🤖 AI Summary
This study addresses the tendency of existing large vision-language models to produce plausible yet unreliable diagnoses in chest X-ray interpretation—responses often lacking sufficient radiological evidence and exhibiting poor generalization to novel tasks. To overcome these limitations, the authors propose an evidence-driven diagnostic framework that requires no retraining, integrating large language models with a clinical toolchain to enable multi-step, verifiable, and interactive diagnostic reasoning grounded in visual evidence. As part of this work, they introduce CXReasonDial, the first benchmark dataset for multi-turn diagnostic dialogue on chest X-rays, comprising 12 distinct tasks and 1,946 annotated dialogues. Extensive evaluation on this benchmark demonstrates that the proposed approach significantly outperforms current models in both reliability and verifiability.
📝 Abstract
Chest X-ray plays a central role in thoracic diagnosis, and its interpretation inherently requires multi-step, evidence-grounded reasoning. However, large vision-language models (LVLMs) often generate plausible responses that are not faithfully grounded in diagnostic evidence and provide limited visual evidence for verification, while also requiring costly retraining to support new diagnostic tasks, limiting their reliability and adaptability in clinical settings. To address these limitations, we present CXReasonAgent, a diagnostic agent that integrates a large language model (LLM) with clinically grounded diagnostic tools to perform evidence-grounded diagnostic reasoning using image-derived diagnostic and visual evidence.

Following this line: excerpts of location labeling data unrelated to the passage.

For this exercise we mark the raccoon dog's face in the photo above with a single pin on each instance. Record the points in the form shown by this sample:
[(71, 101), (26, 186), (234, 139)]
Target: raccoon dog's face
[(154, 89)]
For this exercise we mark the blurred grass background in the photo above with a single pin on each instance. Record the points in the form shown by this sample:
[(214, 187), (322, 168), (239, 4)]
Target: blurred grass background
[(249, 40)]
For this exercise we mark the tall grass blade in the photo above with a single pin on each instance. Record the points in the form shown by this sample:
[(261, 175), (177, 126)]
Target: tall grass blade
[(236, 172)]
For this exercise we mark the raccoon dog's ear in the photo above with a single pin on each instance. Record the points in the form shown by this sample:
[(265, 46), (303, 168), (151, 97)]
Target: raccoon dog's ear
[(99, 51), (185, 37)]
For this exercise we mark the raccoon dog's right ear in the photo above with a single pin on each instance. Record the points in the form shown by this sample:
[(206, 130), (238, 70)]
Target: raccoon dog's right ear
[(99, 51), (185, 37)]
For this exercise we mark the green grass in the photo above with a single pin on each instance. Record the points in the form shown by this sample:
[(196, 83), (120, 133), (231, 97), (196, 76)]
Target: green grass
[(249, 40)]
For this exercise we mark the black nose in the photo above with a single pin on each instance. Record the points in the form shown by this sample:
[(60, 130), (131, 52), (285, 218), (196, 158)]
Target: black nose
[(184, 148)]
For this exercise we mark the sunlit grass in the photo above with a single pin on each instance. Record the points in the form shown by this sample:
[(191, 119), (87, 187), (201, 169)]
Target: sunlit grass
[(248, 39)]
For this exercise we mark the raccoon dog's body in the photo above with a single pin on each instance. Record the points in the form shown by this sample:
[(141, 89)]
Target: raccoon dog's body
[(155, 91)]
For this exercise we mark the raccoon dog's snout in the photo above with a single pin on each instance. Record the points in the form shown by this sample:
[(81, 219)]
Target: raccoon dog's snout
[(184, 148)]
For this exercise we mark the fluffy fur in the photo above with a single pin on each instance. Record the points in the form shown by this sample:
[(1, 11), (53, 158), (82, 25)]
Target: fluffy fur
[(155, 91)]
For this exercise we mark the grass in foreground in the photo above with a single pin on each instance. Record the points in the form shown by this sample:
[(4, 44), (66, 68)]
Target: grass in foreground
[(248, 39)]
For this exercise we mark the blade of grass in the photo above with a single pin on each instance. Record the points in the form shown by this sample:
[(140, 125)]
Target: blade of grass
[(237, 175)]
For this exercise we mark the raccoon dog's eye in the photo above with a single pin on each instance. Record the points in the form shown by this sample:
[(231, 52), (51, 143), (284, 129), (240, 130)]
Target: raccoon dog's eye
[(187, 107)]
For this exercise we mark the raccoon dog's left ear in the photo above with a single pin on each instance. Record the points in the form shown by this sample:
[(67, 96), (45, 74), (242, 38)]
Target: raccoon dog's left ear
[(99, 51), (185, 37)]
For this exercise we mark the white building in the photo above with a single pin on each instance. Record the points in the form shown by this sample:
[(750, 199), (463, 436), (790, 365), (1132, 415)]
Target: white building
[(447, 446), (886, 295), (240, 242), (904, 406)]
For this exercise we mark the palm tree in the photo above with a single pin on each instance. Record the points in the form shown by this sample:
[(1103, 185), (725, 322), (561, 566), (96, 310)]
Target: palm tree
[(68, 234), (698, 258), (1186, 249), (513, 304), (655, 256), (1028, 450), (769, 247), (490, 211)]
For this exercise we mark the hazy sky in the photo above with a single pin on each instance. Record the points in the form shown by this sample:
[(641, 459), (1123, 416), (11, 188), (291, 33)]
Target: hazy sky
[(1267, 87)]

To evaluate these capabilities, we introduce CXReasonDial, a multi-turn dialogue benchmark with 1,946 dialogues across 12 diagnostic tasks, and show that CXReasonAgent produces faithfully grounded responses, enabling more reliable and verifiable diagnostic reasoning than LVLMs. These findings highlight the importance of integrating clinically grounded diagnostic tools, particularly in safety-critical clinical settings.